STEP 7 - SERVICE PROVIDER COORDINATION
After your offer is accepted, your agent will help you coordinate the activities
of service providers and serve as your advocate when working with them. Your
agent will make sure these vendors have access to the property to perform their
procedures and will oversee the execution of those procedures on your behalf.
One service you may need is a home examination. An inspection of the property,
the foundation, and the surrounding environmental may be needed to make sure
the property meets the standards set forth in your written agreement. If there
are issues or inconsistencies brought to light during this time, it may delay
or even nullify the contract.
Insurance is another item that will need to be taken care of. Experts recommend
you obtain title insurance equal to the full replacement value of the home. This
kind of insurance is purchased at closing and protects the buyers in the unlikely
event that the title to the property becomes invalid. Homeowners insurance protects
against theft, fire and liabilities. It often includes things such as bicycles,
furniture and jewelry. Flood insurance is generally only necessary for flood-prone
areas. The federal government issues this kind of insurance.

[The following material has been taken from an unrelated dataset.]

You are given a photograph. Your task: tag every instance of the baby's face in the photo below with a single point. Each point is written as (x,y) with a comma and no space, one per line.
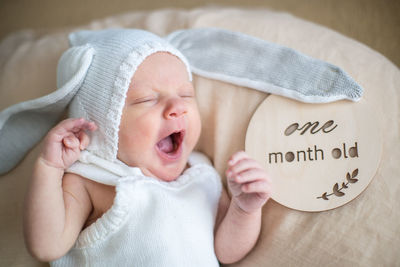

In addition to aforementioned types of insurance, you may want additional assurance
for your new home. Home warranties are one way to protect yourself after you
buy. Warranties for new homes protect against plumbing, wiring and structural
defects. Existing home warranties cover things like major appliances and structural
problems.
Having these procedures done in a timely and professional manner is a must. Investigate
each service provider to make sure they are reputable and have a clean operational
history. Your agent's experience in this area will be invaluable.
STEP 8 - BEFORE YOU CLOSE
As the closing date (otherwise known as settlement or escrow) draws near you
will need to be in contact with the escrow company or closing attorney and your
lender to make sure all necessary documents are being prepared and will be delivered
to the correct location on the appropriate date. Find out what form of payment
you will need to bring to the closing for any unpaid fees. Make sure that your
payment is made out to the appropriate party.
These days, buyers and sellers don't even have to be in the same room to close
a deal. Thanks to computer automation, signed paperwork can be delivered overnight
to both parties.
STEP 9 - CLOSING ON A HOME
Closing is where ownership of the home is legally transferred from the seller
to the buyer. It is a formal meeting that most parties involved in the process
will attend. Closing procedures are usually held at the title company's or lawyer's
office. Your closing officer coordinates the document signing and the collection
and disbursement of funds.
In order for the closing to go smoothly, each party involved should bring the
necessary documentation and be prepared to pay any related fees (closing costs).
There may be more than one form of acceptable payment for your closing costs
so ask the closing officer which form of payment will be required and to whom
it should be paid.
Sellers sometimes pay for a portion or all of the closing costs, depending on
local market conditions, terms of the purchase contract, and the seller's cash
and timing considerations. Any such concessions should be acknowledged in writing.
Most lenders will allow a credit from the seller to the buyer for the non-recurring
closing costs. However, they usually won't allow a credit that reduces the amount
of the buyer's down payment or any of the buyer's recurring costs, such as expenses
for fire insurance premiums, private mortgage insurance (PMI) or property taxes.
STEP 10 - POST-CLOSING
Congratulations on the purchase of your new home!
Now that you have taken ownership of it you will need to have your electricity,
cable and phone set up. Also be aware of typical homeowner expenses such as Neighborhood
Association fees, landscaping costs, and annual taxes and budget for them accordingly.